If you are a carnivore, stick to leaner options, as flank steak is the best option.
Eat foods rich in added sugar
“Eating too much added sugar can lower good cholesterol,” explains Anya Rosen. From candy to cakes, to even sugar added to coffee, these ingredients can build up throughout the day and can play a negative role on overall health. Choose fresh fruit if you need a sweet taste without added sugar.
Skipping fiber in the diet
A staggering 95 percent of Americans don’t eat the recommended amount of fiber. So, clearly skipping this nutrient is not uncommon.
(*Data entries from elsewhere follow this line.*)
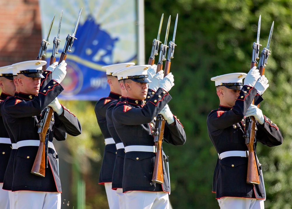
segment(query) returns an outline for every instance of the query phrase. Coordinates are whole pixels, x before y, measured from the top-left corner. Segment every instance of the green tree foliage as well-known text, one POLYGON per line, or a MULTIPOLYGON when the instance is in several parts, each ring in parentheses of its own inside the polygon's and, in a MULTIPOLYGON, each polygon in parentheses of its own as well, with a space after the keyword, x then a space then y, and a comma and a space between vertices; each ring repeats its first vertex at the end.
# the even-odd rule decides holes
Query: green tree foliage
POLYGON ((209 113, 218 108, 219 100, 210 78, 226 73, 247 73, 260 15, 261 51, 266 45, 274 21, 272 52, 265 71, 270 86, 263 96, 261 108, 264 114, 277 121, 284 143, 274 148, 258 144, 257 153, 264 172, 266 208, 291 208, 292 2, 145 0, 145 8, 147 60, 162 13, 165 17, 163 40, 165 19, 171 15, 169 40, 175 16, 179 14, 177 46, 171 69, 175 85, 170 92, 173 98, 169 105, 184 126, 187 141, 179 147, 163 145, 170 156, 172 187, 170 198, 175 208, 219 208, 215 194, 211 193, 218 156, 208 136, 206 120, 209 113))

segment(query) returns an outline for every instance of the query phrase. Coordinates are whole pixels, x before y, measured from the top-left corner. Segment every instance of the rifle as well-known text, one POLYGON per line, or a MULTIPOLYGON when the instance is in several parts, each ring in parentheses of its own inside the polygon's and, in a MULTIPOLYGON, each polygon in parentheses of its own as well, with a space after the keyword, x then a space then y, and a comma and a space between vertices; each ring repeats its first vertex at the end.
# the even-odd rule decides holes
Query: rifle
MULTIPOLYGON (((168 44, 168 48, 169 49, 167 54, 167 59, 166 60, 165 66, 164 68, 164 77, 169 72, 170 68, 171 59, 173 58, 173 55, 174 52, 174 47, 176 45, 175 43, 175 41, 178 16, 178 14, 176 15, 176 18, 175 19, 175 23, 174 26, 174 30, 172 41, 170 41, 168 44)), ((170 20, 169 20, 168 22, 169 24, 170 23, 170 20)), ((167 35, 168 36, 168 32, 167 32, 167 35)), ((167 41, 167 38, 166 40, 166 41, 167 41)), ((161 52, 163 53, 161 51, 161 52)), ((157 66, 157 72, 160 70, 158 70, 158 66, 157 66)), ((163 174, 165 173, 163 171, 162 163, 162 142, 163 140, 163 134, 164 132, 165 124, 165 120, 163 118, 163 117, 161 114, 159 114, 156 117, 156 121, 154 128, 154 130, 155 130, 156 131, 154 131, 154 141, 155 143, 155 146, 156 148, 157 151, 156 157, 155 159, 155 164, 154 165, 154 168, 153 172, 153 176, 152 181, 153 182, 161 184, 163 184, 163 174)), ((168 158, 167 160, 168 162, 168 158)))
MULTIPOLYGON (((62 15, 63 11, 61 13, 61 16, 60 17, 60 21, 59 22, 59 28, 58 29, 58 39, 59 35, 60 33, 60 29, 61 28, 61 23, 62 21, 62 15)), ((55 15, 54 16, 54 18, 53 18, 53 20, 55 18, 55 15)), ((53 21, 51 23, 50 26, 50 30, 49 30, 49 33, 48 33, 48 36, 47 37, 47 40, 48 40, 48 36, 50 34, 50 32, 51 31, 51 29, 52 28, 52 25, 53 24, 53 21)), ((53 50, 52 52, 52 54, 54 54, 55 50, 54 49, 55 49, 56 47, 58 48, 58 46, 56 46, 55 43, 56 42, 55 40, 57 39, 55 37, 54 39, 54 45, 53 46, 53 50)), ((59 41, 60 40, 59 39, 59 41)), ((43 42, 44 40, 43 40, 43 42)), ((47 41, 46 41, 48 42, 47 41)), ((40 50, 41 52, 41 49, 40 50)), ((58 49, 57 49, 58 51, 58 49)), ((58 53, 57 53, 58 54, 58 53)), ((37 60, 39 58, 39 56, 37 58, 37 60)), ((39 60, 41 60, 41 59, 39 60)), ((52 59, 52 57, 50 61, 50 65, 51 65, 55 62, 55 60, 52 59)), ((38 150, 37 153, 36 153, 36 156, 35 159, 34 160, 34 165, 32 166, 32 168, 30 172, 33 174, 34 174, 37 176, 41 177, 45 177, 45 170, 46 168, 48 167, 48 160, 47 157, 48 152, 48 135, 49 131, 48 128, 50 125, 50 123, 52 118, 52 115, 53 113, 53 109, 50 107, 47 107, 43 111, 41 114, 41 119, 39 121, 36 125, 39 127, 38 130, 38 133, 39 135, 39 149, 38 150), (51 116, 50 117, 50 116, 51 116)))
MULTIPOLYGON (((257 41, 257 44, 258 47, 260 46, 259 44, 258 41, 259 32, 258 32, 258 29, 259 28, 260 28, 260 19, 259 20, 259 26, 258 27, 258 35, 257 41)), ((273 22, 270 31, 267 48, 264 48, 261 53, 260 58, 259 61, 259 69, 260 73, 261 76, 264 74, 265 64, 267 63, 267 60, 268 54, 269 52, 270 52, 270 51, 269 51, 269 49, 270 48, 270 43, 273 33, 273 28, 274 22, 273 22)), ((254 54, 255 50, 254 48, 254 47, 253 47, 253 55, 254 54)), ((257 55, 258 56, 258 52, 257 52, 257 55)), ((254 57, 253 56, 253 57, 254 57)), ((252 68, 255 66, 257 64, 257 63, 256 62, 255 64, 253 64, 255 63, 253 62, 253 60, 252 60, 251 64, 251 67, 252 68)), ((254 104, 254 99, 253 101, 253 104, 254 104)), ((259 104, 258 105, 258 107, 259 107, 259 104)), ((254 117, 251 116, 246 118, 246 128, 244 136, 245 138, 245 143, 247 146, 249 152, 246 183, 247 184, 260 184, 260 179, 259 178, 259 175, 260 175, 259 170, 258 168, 258 165, 257 163, 257 160, 256 159, 256 155, 255 150, 254 149, 254 144, 255 139, 255 120, 254 117)))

However, skipping fiber, especially soluble fiber, can make lowering cholesterol difficult, explains Elysia Cartlidge, highlighting that soluble varieties can help lower bad LDL cholesterol in many people.
“Make sure to regularly include foods like oats, barley, apples, nuts, flaxseeds, and chia seeds to ensure you’re getting adequate amounts of soluble fiber to keep cholesterol levels in check,” advises Cartlidge.
While eating a diet rich in saturated fat isn’t the best idea when it comes to cholesterol management, there are other fats that can actually be important additions to your diet. Foods rich in healthy fats, including nuts, avocados, whole grains, and fish, are recommended
Do not eat vegetables
Mom is not wrong when she encourages you to eat vegetables every day. Eat food rich in certain vegetables, such as broccoli and cauliflower, have been linked to lower LDL cholesterol levels.